For all the relief at winning a game that had seemed until the closing minutes to be the Paris team's to lose, Mourinho ended the night much as he began it, a distinctly grumpy figure.
For months, he has been dissatisfied with a Chelsea season in which a seesaw of brilliant victories, like a 6-0 thrashing of Arsenal in the Premier League last month, have been interspersed with more disjointed performances like Tuesday's, and, often enough, losses in games Chelsea was a favorite to win.
For a few frantic seconds after Tuesday night's goal by Ba, Mourinho's 50-yard dash down the sideline to reach a triumphant pileup of his players looked like a self-conscious replay of a similar sprint much earlier in his career.
On that occasion, he raced down the sideline at Old Trafford in Manchester to celebrate the goal that gave his then team, Porto, an unexpected win over Manchester United that proved to be a prelude to a triumph in the Champions League final of 2004.
Winning that trophy put Mourinho on course for a career that has made him one of the most high-profile figures in European sports. He is also one of the highest-paid, with a salary at Chelsea in his second term that is said to be close to $25 million a year.

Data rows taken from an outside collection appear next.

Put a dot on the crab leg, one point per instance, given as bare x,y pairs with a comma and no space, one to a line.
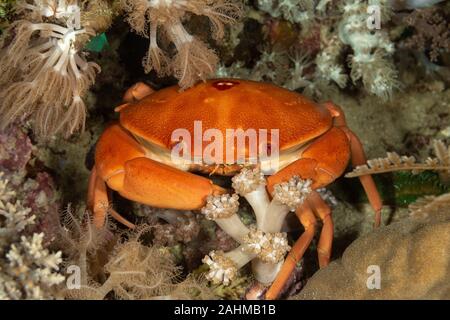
308,220
99,204
122,165
358,158
159,185
323,211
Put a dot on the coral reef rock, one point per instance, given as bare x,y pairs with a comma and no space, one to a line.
413,256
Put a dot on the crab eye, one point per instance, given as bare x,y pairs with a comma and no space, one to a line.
224,85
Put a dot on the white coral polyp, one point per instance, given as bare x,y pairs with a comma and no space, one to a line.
248,180
222,270
293,192
221,206
269,247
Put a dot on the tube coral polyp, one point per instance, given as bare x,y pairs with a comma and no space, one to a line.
263,243
42,70
194,60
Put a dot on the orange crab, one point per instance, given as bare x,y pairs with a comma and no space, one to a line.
133,157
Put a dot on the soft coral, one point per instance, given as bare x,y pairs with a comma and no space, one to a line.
194,60
41,68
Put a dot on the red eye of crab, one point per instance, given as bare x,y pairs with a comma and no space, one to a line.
224,85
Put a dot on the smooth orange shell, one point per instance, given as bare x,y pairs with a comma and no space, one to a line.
226,104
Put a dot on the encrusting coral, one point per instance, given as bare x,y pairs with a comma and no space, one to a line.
264,243
43,70
158,19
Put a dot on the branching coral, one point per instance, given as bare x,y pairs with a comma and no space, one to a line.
263,243
295,11
27,269
42,69
194,60
394,162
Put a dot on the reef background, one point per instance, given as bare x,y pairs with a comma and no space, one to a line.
47,176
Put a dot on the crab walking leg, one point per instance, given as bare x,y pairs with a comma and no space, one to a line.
121,163
97,199
223,210
307,219
99,204
358,158
287,196
322,210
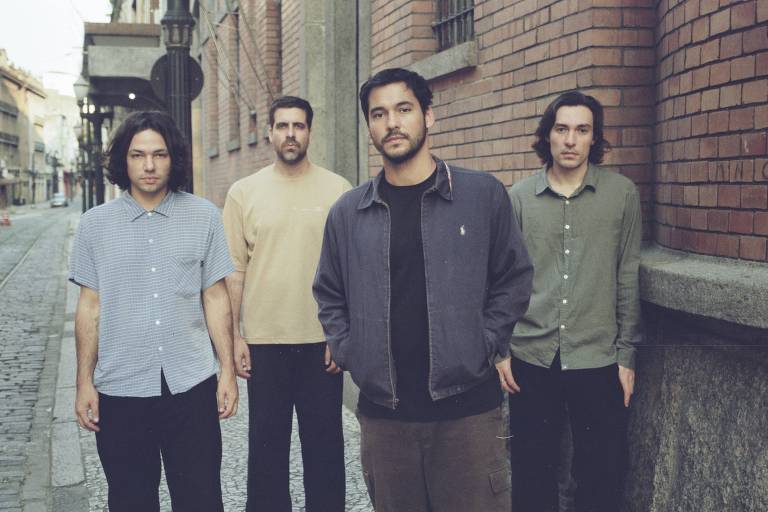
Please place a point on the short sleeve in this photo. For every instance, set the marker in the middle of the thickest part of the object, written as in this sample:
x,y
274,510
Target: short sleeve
x,y
217,263
82,267
233,228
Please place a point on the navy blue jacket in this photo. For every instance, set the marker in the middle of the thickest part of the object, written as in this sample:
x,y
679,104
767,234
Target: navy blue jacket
x,y
478,278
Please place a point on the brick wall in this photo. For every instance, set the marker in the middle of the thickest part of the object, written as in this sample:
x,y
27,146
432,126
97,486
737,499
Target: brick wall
x,y
529,52
230,101
712,171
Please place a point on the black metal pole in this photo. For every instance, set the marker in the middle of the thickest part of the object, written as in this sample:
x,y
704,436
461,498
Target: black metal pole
x,y
177,31
98,117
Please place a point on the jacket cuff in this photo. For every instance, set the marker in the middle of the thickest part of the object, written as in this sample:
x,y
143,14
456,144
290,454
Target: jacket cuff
x,y
626,357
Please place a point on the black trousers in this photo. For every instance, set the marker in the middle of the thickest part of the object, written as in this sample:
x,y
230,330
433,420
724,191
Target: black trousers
x,y
182,428
284,376
594,402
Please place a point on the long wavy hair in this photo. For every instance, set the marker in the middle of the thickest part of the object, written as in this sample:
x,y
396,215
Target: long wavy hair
x,y
571,99
116,156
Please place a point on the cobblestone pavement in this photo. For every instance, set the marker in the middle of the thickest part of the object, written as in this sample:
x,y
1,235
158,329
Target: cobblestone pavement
x,y
32,264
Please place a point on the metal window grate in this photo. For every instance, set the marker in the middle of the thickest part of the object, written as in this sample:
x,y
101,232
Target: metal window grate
x,y
455,22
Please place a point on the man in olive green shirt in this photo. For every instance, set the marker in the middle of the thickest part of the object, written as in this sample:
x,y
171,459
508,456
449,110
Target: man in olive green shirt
x,y
574,350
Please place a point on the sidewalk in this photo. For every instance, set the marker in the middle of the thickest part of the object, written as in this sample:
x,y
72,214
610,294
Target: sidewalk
x,y
77,478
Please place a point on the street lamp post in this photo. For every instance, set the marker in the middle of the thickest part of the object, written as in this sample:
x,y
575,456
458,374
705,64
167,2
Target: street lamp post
x,y
177,32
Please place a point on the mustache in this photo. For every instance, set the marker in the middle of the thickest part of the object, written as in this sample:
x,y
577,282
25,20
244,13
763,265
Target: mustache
x,y
394,133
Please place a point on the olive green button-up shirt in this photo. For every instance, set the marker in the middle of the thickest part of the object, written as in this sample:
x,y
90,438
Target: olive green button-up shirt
x,y
585,251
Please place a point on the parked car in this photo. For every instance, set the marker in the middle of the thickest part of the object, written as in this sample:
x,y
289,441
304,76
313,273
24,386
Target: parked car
x,y
59,199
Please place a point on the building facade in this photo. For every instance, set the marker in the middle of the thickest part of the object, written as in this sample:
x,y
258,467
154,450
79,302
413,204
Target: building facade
x,y
24,177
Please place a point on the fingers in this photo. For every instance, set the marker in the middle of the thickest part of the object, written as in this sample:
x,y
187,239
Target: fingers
x,y
227,401
332,368
242,359
87,413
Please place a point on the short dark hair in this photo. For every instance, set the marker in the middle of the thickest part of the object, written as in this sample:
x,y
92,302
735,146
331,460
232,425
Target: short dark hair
x,y
291,102
547,121
414,81
116,156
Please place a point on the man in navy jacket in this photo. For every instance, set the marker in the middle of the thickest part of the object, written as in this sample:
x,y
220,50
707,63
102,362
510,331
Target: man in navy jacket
x,y
422,276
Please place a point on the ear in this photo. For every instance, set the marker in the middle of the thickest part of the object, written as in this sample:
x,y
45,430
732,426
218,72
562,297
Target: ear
x,y
429,117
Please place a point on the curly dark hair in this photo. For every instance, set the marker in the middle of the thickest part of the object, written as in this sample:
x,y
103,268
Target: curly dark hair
x,y
414,81
571,99
291,102
116,156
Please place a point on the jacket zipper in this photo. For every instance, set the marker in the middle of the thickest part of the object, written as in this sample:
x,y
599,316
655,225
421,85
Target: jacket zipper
x,y
426,291
392,376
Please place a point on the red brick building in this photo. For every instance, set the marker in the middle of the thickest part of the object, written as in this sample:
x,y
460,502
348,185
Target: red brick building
x,y
685,87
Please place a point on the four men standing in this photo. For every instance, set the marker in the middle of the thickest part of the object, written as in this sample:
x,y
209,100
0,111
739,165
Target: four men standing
x,y
274,222
423,278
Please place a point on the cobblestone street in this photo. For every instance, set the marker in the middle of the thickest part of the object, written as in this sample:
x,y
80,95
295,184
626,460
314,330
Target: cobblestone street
x,y
32,286
46,461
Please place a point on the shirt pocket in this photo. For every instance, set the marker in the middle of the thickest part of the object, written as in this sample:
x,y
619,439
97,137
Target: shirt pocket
x,y
187,276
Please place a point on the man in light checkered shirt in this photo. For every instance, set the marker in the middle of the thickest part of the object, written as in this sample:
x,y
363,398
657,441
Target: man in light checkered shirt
x,y
153,309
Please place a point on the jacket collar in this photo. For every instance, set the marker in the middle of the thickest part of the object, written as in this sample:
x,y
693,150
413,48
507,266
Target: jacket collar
x,y
443,186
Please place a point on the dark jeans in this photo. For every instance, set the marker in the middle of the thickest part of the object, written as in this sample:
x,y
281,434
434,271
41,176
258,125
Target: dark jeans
x,y
183,428
284,376
593,399
444,466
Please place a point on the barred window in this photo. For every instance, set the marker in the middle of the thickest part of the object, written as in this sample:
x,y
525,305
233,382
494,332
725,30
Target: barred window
x,y
455,22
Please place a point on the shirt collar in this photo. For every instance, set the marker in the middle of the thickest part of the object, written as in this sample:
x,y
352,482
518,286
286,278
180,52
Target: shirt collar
x,y
134,210
443,185
590,181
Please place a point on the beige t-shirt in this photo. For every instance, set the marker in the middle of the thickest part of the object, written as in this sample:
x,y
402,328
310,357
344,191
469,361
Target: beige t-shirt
x,y
274,226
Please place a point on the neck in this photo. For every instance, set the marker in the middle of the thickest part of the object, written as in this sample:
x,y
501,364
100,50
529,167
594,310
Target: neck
x,y
291,170
567,180
410,172
148,201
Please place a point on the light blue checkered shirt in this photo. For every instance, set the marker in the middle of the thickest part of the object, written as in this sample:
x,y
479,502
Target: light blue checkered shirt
x,y
149,269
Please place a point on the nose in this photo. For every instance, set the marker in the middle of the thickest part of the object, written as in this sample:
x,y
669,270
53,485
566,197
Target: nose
x,y
393,121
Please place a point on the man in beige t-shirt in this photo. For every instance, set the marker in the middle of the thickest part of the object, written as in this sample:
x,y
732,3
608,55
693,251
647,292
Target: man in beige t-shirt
x,y
274,222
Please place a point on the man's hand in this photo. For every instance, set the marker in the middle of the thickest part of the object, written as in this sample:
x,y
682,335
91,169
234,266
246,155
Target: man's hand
x,y
330,364
627,379
242,357
226,395
508,383
87,407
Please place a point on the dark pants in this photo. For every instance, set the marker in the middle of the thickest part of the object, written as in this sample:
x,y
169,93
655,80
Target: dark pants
x,y
183,428
442,466
284,376
593,400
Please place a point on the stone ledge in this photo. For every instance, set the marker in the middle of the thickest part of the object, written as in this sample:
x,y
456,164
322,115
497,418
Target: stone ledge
x,y
724,289
448,61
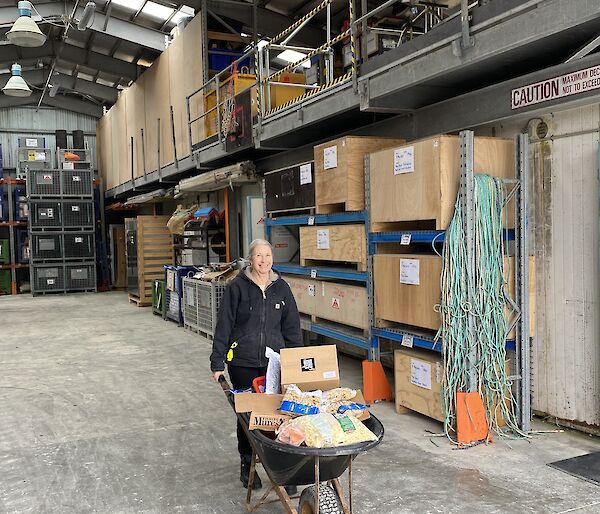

But after Tuesday night's game, Mourinho seemed pallid and drawn, almost displeased, and he was quick to dispute the suggestion that the touchline sprint had anything to do with celebration.
Television replays showed him reaching through the scrum of players to Fernando Torres.
'I didn't go to the corner flag to celebrate, I went to tell them the changes they had to make,' he said. 'There were three minutes plus extra time left and the way they were playing was too risky.'
As the referee gestured for the game to restart, Mourinho was telling his players, in particular Ba and Torres, to pull back into the defense in a bid, ultimately successful, to prevent P.S.G. from swarming the Chelsea goal in search of a fourth goal that would have won the series.
When the whistle blew after three minutes of injury time, the P.S.G. goalkeeper, Salvatore Sirigu, was in the Chelsea penalty area, leaping unavailingly for the ball on a final corner kick.
The goal by Ba, stretching out his left boot to scuff the ball into the net after it had deflected off an opponent, made a hero on the night of a player who has made only a handful of appearances for Chelsea this season, and had not played in a Champions League match since December.
Like Torres, Ba has had to bear weeks of implied disparagement by Mourinho, who has said he had no strikers he could trust.
It was an attitude that found its bluntest expression when Mourinho, never averse to contrariness, fielded a team for the Paris leg with André Schürrle, a midfielder, playing up front, and no regular striker on the field.
As much as that seemed like a rebuke to Ba, it was still more of an affront to Torres, who was Europe's most expensive player when he was bought by Chelsea from Liverpool for more than $80 million in 2011.
On Tuesday, Schürrle, assigned to the bench, was brought on as a replacement for the injured Eden Hazard after 18 minutes. His goal in the 32nd minute was the game's catalyst.